I have (had?) a four-disk (3 TB) RAID-5 array created with mdadm that has failed and I am trying to recover the data. One disk was inexplicably dropped from the RAID set, and then a second disk seemingly failed while performing a resync with a new disk. A fairly typical failure mode for mdadm, from what I can gather.
We made disk images (using dd) of all four disks (which all completed successfully). Some mildly reassuring information is returned when running mdadm --examine on the disk images:
Code:
0-W1F0B8MX.img
Update Time : Tue Jul 29 10:27:53 2014
Events : 83003
Used Dev Size : 5860530176 (2794.52 GiB 3000.59 GB)
1-Z1F3TLXG.img
Update Time : Tue Jul 29 10:27:53 2014
Events : 83003
Used Dev Size : 5860530176 (2794.52 GiB 3000.59 GB)
2-Z1F2PGD4.img
Update Time : Tue Jul 29 10:27:53 2014
Events : 83003
Used Dev Size : 5860530176 (2794.52 GiB 3000.59 GB)
3-W1F0C8M1.img
Update Time : Tue Jul 29 09:56:37 2014
Events : 82996
Used Dev Size : 5860530176 (2794.52 GiB 3000.59 GB)

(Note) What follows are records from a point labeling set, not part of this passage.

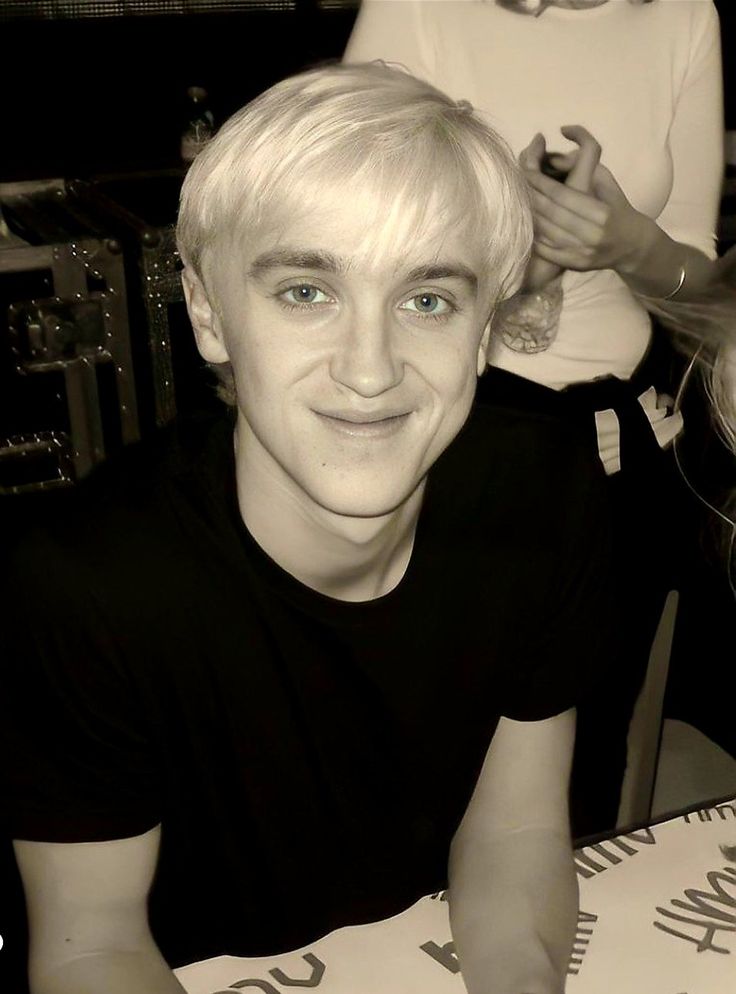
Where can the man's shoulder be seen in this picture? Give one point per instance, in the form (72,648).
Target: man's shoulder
(512,472)
(122,513)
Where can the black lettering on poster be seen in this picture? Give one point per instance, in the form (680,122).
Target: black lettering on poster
(313,980)
(582,939)
(709,907)
(444,955)
(599,857)
(724,811)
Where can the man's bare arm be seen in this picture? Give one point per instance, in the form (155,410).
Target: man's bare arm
(513,889)
(88,919)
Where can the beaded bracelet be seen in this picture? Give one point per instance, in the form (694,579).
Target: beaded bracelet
(679,286)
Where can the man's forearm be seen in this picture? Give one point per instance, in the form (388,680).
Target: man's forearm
(113,972)
(513,911)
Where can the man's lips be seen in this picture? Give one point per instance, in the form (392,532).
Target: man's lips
(365,424)
(364,417)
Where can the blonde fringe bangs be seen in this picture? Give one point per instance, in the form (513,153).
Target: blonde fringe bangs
(417,163)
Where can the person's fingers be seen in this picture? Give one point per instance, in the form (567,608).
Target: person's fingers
(573,233)
(549,195)
(580,176)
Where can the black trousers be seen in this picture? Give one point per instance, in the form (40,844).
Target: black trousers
(642,510)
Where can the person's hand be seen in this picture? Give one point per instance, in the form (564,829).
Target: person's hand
(586,229)
(580,166)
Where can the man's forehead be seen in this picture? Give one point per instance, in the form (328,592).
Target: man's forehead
(413,267)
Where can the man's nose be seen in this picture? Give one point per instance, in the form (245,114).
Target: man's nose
(367,359)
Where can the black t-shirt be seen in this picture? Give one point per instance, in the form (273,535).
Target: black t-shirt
(309,759)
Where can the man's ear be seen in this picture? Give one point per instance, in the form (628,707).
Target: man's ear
(484,343)
(205,319)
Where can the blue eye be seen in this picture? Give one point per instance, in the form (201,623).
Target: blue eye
(430,304)
(304,293)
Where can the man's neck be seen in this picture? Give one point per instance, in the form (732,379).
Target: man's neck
(348,558)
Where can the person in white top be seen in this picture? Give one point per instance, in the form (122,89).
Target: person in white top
(628,94)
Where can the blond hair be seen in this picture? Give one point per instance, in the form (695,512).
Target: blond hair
(423,162)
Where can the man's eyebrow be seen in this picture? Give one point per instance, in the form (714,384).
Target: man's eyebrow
(443,270)
(295,259)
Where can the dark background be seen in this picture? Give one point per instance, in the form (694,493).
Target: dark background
(103,95)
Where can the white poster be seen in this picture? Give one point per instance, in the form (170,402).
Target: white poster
(657,916)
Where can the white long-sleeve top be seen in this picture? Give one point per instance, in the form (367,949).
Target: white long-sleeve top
(645,80)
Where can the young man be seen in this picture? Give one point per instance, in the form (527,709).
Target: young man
(286,672)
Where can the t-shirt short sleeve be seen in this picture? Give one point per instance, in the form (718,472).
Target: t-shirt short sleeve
(76,759)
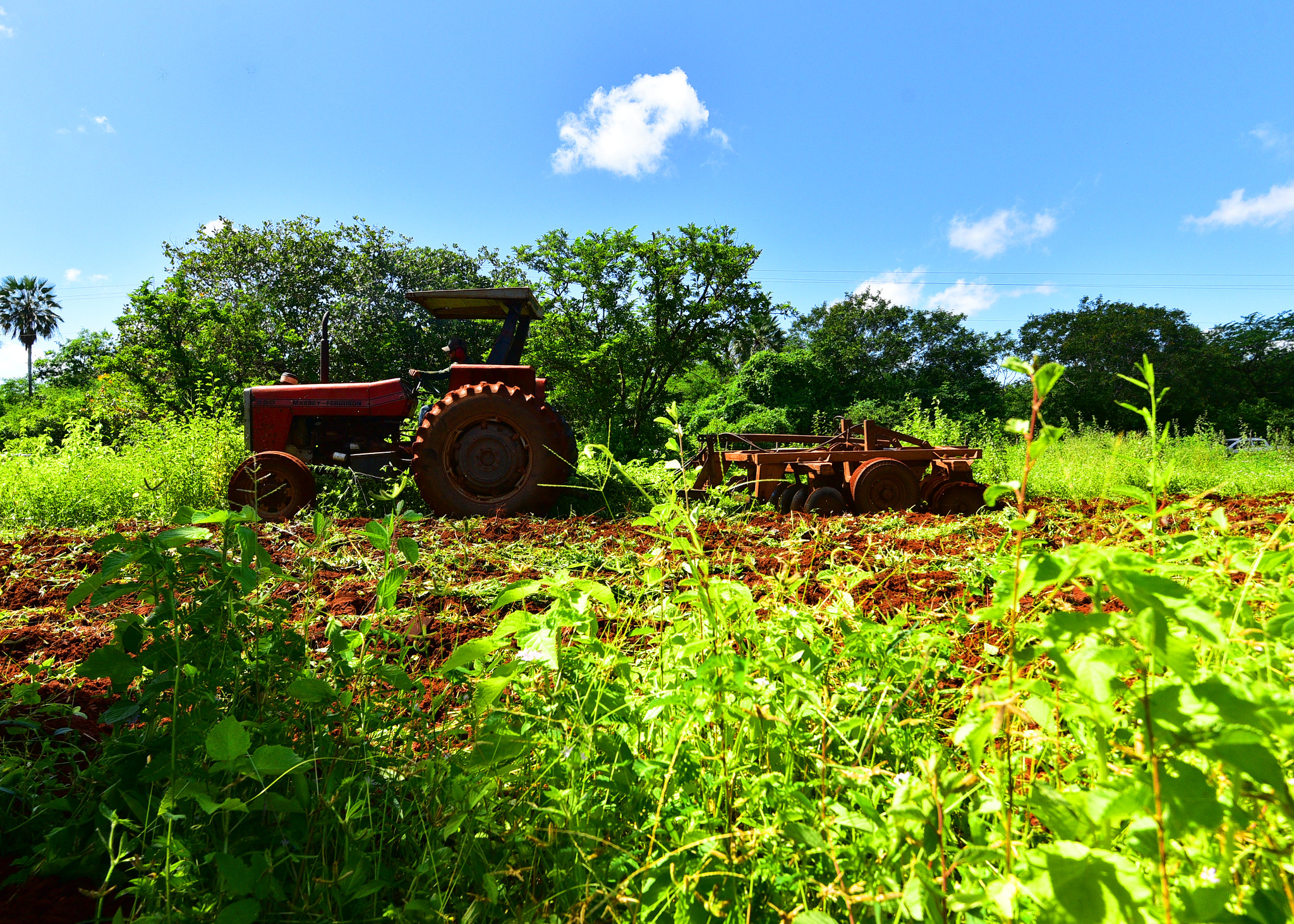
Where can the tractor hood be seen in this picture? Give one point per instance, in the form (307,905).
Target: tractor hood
(478,304)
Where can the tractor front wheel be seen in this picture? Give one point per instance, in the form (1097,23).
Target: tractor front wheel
(276,484)
(491,450)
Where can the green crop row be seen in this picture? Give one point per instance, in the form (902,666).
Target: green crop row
(675,748)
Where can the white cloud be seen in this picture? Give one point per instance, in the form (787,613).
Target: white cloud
(1274,207)
(627,129)
(962,298)
(897,286)
(965,298)
(13,357)
(1271,139)
(1005,228)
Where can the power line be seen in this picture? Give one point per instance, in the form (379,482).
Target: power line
(1238,287)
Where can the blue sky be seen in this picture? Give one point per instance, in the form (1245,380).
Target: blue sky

We've mounted these disk images read-only on a loopback device with an overlay file. We have then tried to recreate the array using:
Code:
mdadm --assemble /dev/md123 /dev/mapper/overlay{0,1,2,3}
This seems to execute correctly and the RAID array seems to be properly created:
Code:
# mdadm -D /dev/md123
/dev/md123:
Version : 1.2
Creation Time : Mon Aug 4 15:50:47 2014
Raid Level : raid5
Array Size : 8790405120 (8383.18 GiB 9001.37 GB)
Used Dev Size : 2930135040 (2794.39 GiB 3000.46 GB)
Raid Devices : 4
Total Devices : 3
Persistence : Superblock is persistent
Update Time : Tue Aug 5 10:12:24 2014
State : clean, degraded
Active Devices : 3
Working Devices : 3
Failed Devices : 0
Spare Devices : 0
Layout : left-symmetric
Chunk Size : 512K
Name : magenta:123 (local to host magenta)
UUID : 85e7f480:e00f8d18:abe8eb93:6f0b558e
Events : 6
Number Major Minor RaidDevice State
0 253 5 0 active sync /dev/dm-5
1 253 7 1 active sync /dev/dm-7
2 0 0 2 removed
3 253 6 3 active sync /dev/dm-6
However, it is not possible to mount the RAID system because the original ext4 filesystem is not present or is unreadable:
Code:
# mount /dev/md123 /mnt
mount: you must specify the filesystem type
# /sbin/fsck.ext4 /dev/md123
e2fsck 1.41.12 (17-May-2010)
/sbin/fsck.ext4: Superblock invalid, trying backup blocks...
/sbin/fsck.ext4: Bad magic number in super-block while trying to open /dev/md123
Where did I go wrong? Should I have used "--create --assume-clean" instead of "--assemble"?
The chunk sizes are the same on the old and new array, but the one discrepancy I found was in the Used Device Size. Examining the original disks gives a size of:
Code:
Used Dev Size : 5860530176 (2794.52 GiB 3000.59 GB)
whereas the disk images appear to be a bit smaller, which is reflected in the new array:
Code:
Used Dev Size : 2930135040 (2794.39 GiB 3000.46 GB)
Is this a problem and if so how to get around it? Thanks.